Effect of Boron Content on Microstructure, Mechanical Properties, and Oxidation Resistance of Mo-Si-B Composites

Abstract

Mo-Si-B composites with boron content from 0 to 8 wt.% were prepared by spark plasma sintering using Mo, Si, and B elemental powders. The effects of boron content on the phase composition, mechanical properties, and high-temperature oxidation resistance of the Mo-Si-B composites were investigated. The results show the evolution of the major phase constitution of the composites with increasing boron content is in the following sequence: (MoSi2, Mo5Si3) → (MoSi2, Mo5Si3, Mo5SiB2) → (MoSi2, MoB) → (MoSi2, MoB, MoB2).

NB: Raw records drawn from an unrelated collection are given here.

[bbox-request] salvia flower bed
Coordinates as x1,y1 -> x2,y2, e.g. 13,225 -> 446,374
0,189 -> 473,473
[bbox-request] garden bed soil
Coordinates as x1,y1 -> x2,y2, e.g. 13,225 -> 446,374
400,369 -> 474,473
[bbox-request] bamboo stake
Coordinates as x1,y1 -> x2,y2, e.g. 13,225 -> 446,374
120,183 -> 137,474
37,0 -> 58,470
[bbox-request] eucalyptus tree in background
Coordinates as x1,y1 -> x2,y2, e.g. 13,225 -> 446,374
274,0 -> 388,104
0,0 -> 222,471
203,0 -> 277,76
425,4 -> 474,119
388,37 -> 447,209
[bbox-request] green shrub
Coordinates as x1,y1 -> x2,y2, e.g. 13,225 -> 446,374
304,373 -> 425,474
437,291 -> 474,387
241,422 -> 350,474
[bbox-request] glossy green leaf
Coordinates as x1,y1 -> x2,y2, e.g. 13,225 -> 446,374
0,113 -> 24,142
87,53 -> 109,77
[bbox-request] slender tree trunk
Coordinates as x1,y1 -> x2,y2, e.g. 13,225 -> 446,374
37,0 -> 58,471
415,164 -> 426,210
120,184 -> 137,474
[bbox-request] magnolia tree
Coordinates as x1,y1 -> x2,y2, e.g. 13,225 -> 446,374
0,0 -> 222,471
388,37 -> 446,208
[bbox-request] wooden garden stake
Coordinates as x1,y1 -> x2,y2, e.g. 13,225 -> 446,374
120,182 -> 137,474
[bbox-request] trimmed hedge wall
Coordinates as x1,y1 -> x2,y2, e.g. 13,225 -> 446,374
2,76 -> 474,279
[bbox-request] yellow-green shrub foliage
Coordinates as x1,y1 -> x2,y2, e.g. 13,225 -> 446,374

As the boron content increases, both the hardness and flexural strength of the composites increases, but the fracture toughness of the composites gradually decreases. The strengthening mechanisms for the composites are second-phase strengthening and grain refinement strengthening. However, the formation of brittle phases, i.e., Mo5SiB2, MoB, and MoB2, reduces the toughness of the composites. In addition, since a dense barrier layer of SiO2-B2O3 formed on the surface of the composites inhibits the inward diffusion of oxygen, B-doped Mo-Si-B exhibits better oxidation resistance compared with non-doped composites.